Belgique: accord pour un gouvernement régional à Bruxelles après 600 jours de crise politique
Un accord a été trouvé jeudi à Bruxelles pour former le nouvel exécutif régional, après une crise politique d'une durée record de plus de 600 jours, qui était accusée de ternir la réputation de la Belgique.
L'accord a été annoncé en début de soirée devant les télévisions belges par plusieurs dirigeants de partis. Cette coalition régionale gauche-droite comptera au total sept partis.
Une image proclamant "Bruxelles gagnante" avec en fond une cheminée crachant de la fumée blanche a été publiée sur X par le président du Mouvement réformateur (MR, libéraux francophones), premier parti de la capitale, autour duquel s'articule cette coalition.
La Belgique, qui a opté pour le scrutin proportionnel, est gouvernée par des coalitions à tous les niveaux de pouvoir (Etat, régions, communes). Elle est coutumière des tractations politiques interminables.
Mais l'impasse dans les négociations à la région Bruxelles-Capitale était d'une longueur inédite, au-delà des 541 jours sans gouvernement de plein exercice au niveau fédéral en 2010-2011.
Sans nouveau gouvernement, pas de trajectoire budgétaire: la région comptant 1,2 million d'habitants a été forcée de suspendre des investissements et des subventions au point que le roi Philippe s'était inquiété fin janvier des "graves conséquences de cet enlisement" pour les Bruxellois.
"Cela nuit à la réputation de notre pays.

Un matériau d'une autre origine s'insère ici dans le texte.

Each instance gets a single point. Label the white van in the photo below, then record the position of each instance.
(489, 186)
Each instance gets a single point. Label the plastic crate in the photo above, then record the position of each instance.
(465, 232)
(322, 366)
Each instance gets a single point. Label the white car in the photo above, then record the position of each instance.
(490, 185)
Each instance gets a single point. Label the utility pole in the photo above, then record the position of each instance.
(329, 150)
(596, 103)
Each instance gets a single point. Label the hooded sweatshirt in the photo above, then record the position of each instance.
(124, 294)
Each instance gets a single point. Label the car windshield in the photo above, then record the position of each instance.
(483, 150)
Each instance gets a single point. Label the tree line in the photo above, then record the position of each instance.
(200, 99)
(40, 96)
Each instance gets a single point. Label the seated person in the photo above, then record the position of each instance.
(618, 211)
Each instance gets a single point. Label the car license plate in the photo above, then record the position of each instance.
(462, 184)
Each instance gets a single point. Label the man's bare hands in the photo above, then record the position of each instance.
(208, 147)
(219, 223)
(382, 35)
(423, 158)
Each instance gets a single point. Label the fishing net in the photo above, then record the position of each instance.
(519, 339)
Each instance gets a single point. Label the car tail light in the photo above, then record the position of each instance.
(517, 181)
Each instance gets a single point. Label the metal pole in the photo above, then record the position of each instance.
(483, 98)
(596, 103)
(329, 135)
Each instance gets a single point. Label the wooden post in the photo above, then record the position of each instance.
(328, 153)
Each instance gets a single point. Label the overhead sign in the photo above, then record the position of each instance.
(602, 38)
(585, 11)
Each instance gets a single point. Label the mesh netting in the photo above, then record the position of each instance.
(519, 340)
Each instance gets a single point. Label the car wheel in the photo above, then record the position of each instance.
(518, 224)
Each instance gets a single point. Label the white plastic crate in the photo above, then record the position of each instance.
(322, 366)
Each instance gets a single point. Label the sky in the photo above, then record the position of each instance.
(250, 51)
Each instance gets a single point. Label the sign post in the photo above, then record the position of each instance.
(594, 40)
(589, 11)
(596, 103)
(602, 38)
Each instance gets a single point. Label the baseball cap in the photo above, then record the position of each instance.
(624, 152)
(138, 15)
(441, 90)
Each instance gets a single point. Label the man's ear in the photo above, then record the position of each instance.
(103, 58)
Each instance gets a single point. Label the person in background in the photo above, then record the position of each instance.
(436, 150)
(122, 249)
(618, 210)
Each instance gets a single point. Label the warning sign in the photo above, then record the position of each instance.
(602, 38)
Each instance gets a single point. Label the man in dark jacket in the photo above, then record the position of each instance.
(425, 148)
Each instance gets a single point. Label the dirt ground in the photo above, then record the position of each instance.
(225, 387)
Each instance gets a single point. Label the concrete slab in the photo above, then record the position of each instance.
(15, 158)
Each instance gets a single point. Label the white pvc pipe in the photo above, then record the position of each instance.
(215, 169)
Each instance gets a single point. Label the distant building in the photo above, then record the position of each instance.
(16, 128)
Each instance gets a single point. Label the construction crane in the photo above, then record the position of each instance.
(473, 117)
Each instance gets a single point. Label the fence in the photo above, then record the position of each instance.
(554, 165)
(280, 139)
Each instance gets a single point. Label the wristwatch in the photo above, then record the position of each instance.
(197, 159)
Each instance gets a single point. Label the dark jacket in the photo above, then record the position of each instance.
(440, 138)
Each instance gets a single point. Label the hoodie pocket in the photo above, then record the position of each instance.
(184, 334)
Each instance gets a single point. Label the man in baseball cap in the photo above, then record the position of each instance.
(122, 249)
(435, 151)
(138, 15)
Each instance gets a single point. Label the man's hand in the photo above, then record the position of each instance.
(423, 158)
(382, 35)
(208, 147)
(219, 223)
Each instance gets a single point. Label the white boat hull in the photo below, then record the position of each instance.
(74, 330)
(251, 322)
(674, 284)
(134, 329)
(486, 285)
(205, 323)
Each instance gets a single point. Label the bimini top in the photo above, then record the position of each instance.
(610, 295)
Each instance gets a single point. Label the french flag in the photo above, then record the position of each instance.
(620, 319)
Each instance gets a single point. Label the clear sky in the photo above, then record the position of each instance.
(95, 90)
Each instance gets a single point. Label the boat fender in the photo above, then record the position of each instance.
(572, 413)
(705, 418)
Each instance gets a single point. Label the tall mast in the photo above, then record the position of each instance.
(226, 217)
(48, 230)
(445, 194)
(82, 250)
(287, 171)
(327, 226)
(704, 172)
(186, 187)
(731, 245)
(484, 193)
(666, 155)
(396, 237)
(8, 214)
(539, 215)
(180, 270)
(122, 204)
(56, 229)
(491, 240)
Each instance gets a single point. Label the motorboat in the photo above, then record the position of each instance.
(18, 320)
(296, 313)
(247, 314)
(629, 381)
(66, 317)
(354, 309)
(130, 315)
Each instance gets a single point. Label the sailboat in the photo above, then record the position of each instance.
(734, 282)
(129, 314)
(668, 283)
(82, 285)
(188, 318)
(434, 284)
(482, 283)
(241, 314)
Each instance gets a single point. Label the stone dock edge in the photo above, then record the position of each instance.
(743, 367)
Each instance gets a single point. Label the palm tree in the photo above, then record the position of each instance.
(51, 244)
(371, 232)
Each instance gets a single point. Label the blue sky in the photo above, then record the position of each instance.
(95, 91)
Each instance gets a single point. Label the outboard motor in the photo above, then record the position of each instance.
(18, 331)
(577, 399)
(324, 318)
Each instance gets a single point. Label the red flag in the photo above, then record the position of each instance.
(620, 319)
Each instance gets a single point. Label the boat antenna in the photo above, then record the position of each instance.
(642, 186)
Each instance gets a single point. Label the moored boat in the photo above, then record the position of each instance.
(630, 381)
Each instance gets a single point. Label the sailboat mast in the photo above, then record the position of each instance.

Tout le monde m'interroge là-dessus et me demande +c'est quoi ce bordel?+", avait lancé lundi le Premier ministre Bart De Wever, en appelant à une réforme institutionnelle.
La situation politique à Bruxelles était bloquée depuis le lendemain des élections de juin 2024; il y a 613 jours, un scrutin marqué par une accentuation de la fragmentation politique, avec 14 partis représentés au parlement régional.
Elle s'est progressivement enlisée en raison des multiples vétos ou conditions posés par les état-majors politiques.
En définitive, l'accord a été scellé après trois jours de "conclave" autour du MR et du Parti socialiste, les deux premières formations de Bruxelles, représentant ensemble la majorité des 72 députés régionaux francophones.
- "Lâcheté" -
Dans ce Parlement de 89 sièges, il y a aussi 17 élus néerlandophones, un autre collège linguistique au sein duquel devait aussi se dégager une majorité.
Celle-ci sera formée par quatre partis, dont les écologistes de Groen, mais sans la "Team Fouad Ahidar", une nouvelle formation lancée par un ex-élu socialiste ayant créé la surprise au scrutin de 2024, mais qui était accusée par la droite d'encourager le communautarisme.
Un des éléments du déblocage a été l'entrée en jeu des libéraux flamands d'Anders (ex-Open VLD), dont les deux élus étaient nécessaires pour une majorité néerlandophone excluant les extrêmes.
Ce parti libéral avait longtemps exigé que les conservateurs flamands de la N-VA - le parti du Premier ministre belge - soient inclus, ce qui était irrecevable pour le PS francophone.
Depuis fin 2025 un collectif de citoyens baptisé "Respect Brussels" avait organisé plusieurs manifestations pour dénoncer la "lâcheté" des politiques bruxellois, et l'abandon, faute de moyens budgétaires, de quantité d'acteurs du monde associatif social et culturel.
"Chaque mois qui passe c'est 100 millions de dette en plus pour les Bruxellois", dénonçait cette semaine Yvan Verougstraete, dirigeant du parti centriste Les Engagés.
Cette formation qui n'a pas ménagé ses efforts depuis 20 mois pour rapprocher PS et MR fera aussi partie de la coalition régionale.
Les partis associés à la coalition doivent faire avaliser l'accord par leurs militants, pour certains dès jeudi soir.